Страница 9 из 33
Неподалеку от нас ужинала та самая юная француженка, которую я видел раньше в вестибюле. Во главе стола сидел щеголеватый лысый старец – должно быть, отец мадемуазель. Он почти все время молчал, не вмешиваясь в довольно горячий разговор, почти что перебранку, между матерью и дочкой.
Толстый американец, любитель плоских шуток, ужинал один, мрачно склонившись над тарелкой. Перед ним стояла бутылка вина. Лицо его было довольно грустным – давешняя веселость исчезла без следа.
В разгар трапезы я вспомнил о телефонном разговоре с человеком, назвавшимся Яносом.

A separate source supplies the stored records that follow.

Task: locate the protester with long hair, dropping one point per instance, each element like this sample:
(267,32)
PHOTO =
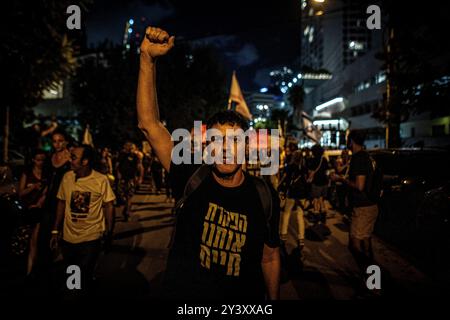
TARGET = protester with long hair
(32,189)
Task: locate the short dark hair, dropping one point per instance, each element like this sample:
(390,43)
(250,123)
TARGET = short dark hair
(228,117)
(61,132)
(36,152)
(317,150)
(357,136)
(88,154)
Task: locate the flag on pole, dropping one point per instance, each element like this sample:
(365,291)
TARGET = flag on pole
(309,129)
(87,137)
(237,97)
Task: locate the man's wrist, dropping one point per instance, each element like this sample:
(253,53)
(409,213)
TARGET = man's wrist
(145,58)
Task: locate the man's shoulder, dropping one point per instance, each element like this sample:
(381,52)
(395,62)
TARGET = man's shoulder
(98,176)
(68,175)
(362,156)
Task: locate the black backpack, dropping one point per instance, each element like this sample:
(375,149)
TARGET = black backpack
(374,186)
(263,189)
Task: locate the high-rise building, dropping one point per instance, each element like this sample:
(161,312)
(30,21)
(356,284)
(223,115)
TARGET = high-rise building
(335,38)
(334,33)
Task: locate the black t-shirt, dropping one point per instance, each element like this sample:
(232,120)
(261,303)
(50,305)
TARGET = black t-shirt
(295,183)
(360,165)
(320,177)
(219,241)
(128,165)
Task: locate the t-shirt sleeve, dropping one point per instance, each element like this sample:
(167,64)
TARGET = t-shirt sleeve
(179,175)
(360,166)
(61,195)
(108,193)
(272,238)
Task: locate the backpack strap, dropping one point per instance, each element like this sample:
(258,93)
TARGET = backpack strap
(265,196)
(192,184)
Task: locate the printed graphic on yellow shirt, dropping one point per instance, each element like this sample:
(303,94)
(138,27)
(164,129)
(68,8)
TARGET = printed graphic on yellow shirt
(79,204)
(224,235)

– Вам удалось до него дозвониться? – спросил я.
– Нет, на месте не оказалось, – ответил фон Шелленберг.
– Он сказал, будто дело решенное, – стал припоминать я. – Если не ошибаюсь, оно назначено на двадцать второе число. Вы не можете предположить, о чем идет речь?
Фон Шелленберг покачал головой и аккуратно вытер алой салфеткой рот.
– У нас теперь в работе сразу несколько проектов. Придется снова позвонить после ужина.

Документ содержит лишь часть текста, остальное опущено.